The Centre for Anti-Corruption and Open Leadership, CACOL, has decried the clampdown on some protesters who had gathered on the premises of the Department of State Services, DSS, to demand the release of Omoyele Sowore, convener of RevolutionNow Movement and Olawale Bakare.

Sowore is currently held in custody of the secret police against court order.

Last Wednesday, a Federal High Court in Abuja, ordered the release of the Publisher alongside Olawale Adebayo.

But the DSS is yet to comply with the order and had claimed no surety had come to take Sowore on bail.

However, reacting, a statement signed by CACOL’s Coordinator, Media and Publications, Adegboyega Otunuga, and forwarded to WE4WE REPORTS, expressed disappointment over Sowore’s continued detention.

The organization advised the DSS and other Nigerian security agencies to be ‘correctly guided of their operations, nuances and limitations under democracy so as not to resort to any arm-twisting or repressive attitudes.

The statement reads in part, “The Centre for Anti-Corruption and Open Leadership, CACOL, received the news on the repression and teargassing of some Nigerians who were at the State Security Service (SSS) headquarters to receive their leader, Mr. Sowore Omoyele, who has been in DSS custody for over three (3) months running now over an allegation that borders on treasonable felony and ‘cyber stalking’.

”For the umpteenth time, we are reiterating our position of disappointment over the arrest of Sowore just on the basis of publicly decrying the socio-economic situation in the country and for calling on far-reaching reforms that could give necessary reliefs to majority Nigerians. This is because, felonious offences like treason or treasonable felony goes beyond mere mouthing of the word ‘Revolution’, especially in a democracy where people should exercise their rights of expression and opinions, even if suspected to be malicious. The only option left to any aggrieved party in such circumstance was a resort to court action if such statements are found malicious or derogatory to the aggrieved party, irrespective of how highly placed.

“It is therefore tantamount to adding salt to a wound, where such wrongfully incarcerated was given the benefits of bail by a judge of competent court of jurisdiction which an agency of government (SSS, in this instance) is willfully and recklessly refusing to obey by any means possible, contrary to the rule of law and known tenets of democratic order.

”For the avoidance of any doubt, the rights to protest, associate and assemble for either individual or collective interests is a fundamental right of citizens as enshrined and recognized by the 1999 Nigerian Constitution (as amended), once they are not effected under any violence or coercion. These rights are not qualified or deflated by place or location, especially where such location is a public space like the Secret Police headquarters in Abuja or even the statehouse itself.

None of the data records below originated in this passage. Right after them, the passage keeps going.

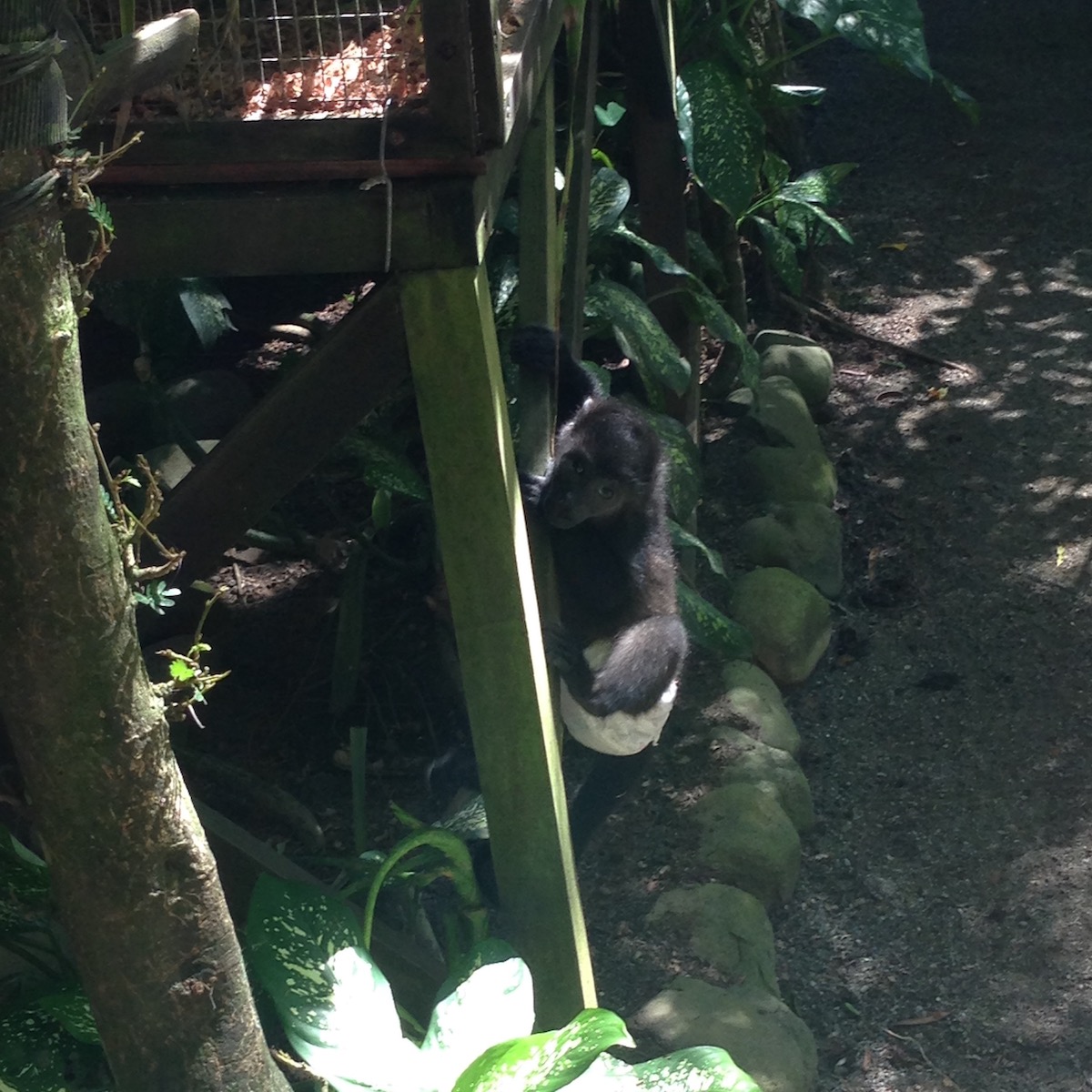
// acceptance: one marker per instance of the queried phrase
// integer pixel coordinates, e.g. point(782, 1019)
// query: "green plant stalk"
point(462, 876)
point(745, 15)
point(359, 756)
point(27, 954)
point(793, 54)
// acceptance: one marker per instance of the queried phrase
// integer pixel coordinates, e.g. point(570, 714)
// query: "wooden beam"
point(450, 66)
point(288, 432)
point(489, 86)
point(257, 230)
point(483, 539)
point(524, 74)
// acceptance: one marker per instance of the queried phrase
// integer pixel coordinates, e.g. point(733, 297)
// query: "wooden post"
point(483, 540)
point(582, 92)
point(540, 277)
point(661, 176)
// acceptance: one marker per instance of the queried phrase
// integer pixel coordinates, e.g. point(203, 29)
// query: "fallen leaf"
point(927, 1019)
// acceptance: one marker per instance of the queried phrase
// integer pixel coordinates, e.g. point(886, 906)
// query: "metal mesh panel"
point(284, 58)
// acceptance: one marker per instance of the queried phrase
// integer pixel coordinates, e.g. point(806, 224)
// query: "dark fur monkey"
point(620, 645)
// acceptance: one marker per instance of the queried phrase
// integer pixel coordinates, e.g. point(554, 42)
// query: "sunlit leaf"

”This is why protests have been held by their citizens, severally at the Capitol or CIA, FBI Headquarters in United States of America (USA), United Kingdom, UK, and other democracies in the world. It is the height of disrespect and open defecation of the groundnurm (our Constitution) therefore, for the commanding structure of the Secret Police to blatantly and willfully disobey courts’ order instructing that Sowore Omoyele be immediately released after satisfying stringent bail conditions earlier imposed on him by Justice Ojukwu of the Abuja Federal High court.

“While we are using this medium to advise the DSS and other Nigerian security apparatus to be rightly and correctly guided of their operations, nuances and limitations under a democracy, so as not to resort to any arm-twisting or repressive attitudes over legitimate and peaceful agitations under any guise, we insist that the judicial order instructing on the immediate release of Mr. Omoyele Sowore should be obeyed immediately without further resort to any hoodwinking or procrastination. As veritable stakeholders in the Nigerian project, the DSS as an agent of the Executive, judiciary and other arms of government must at all times, be seen to operate within the ambit of the rule of law and Separation of power, without which the state and the general public descend into an Hobbesian state of Nature.”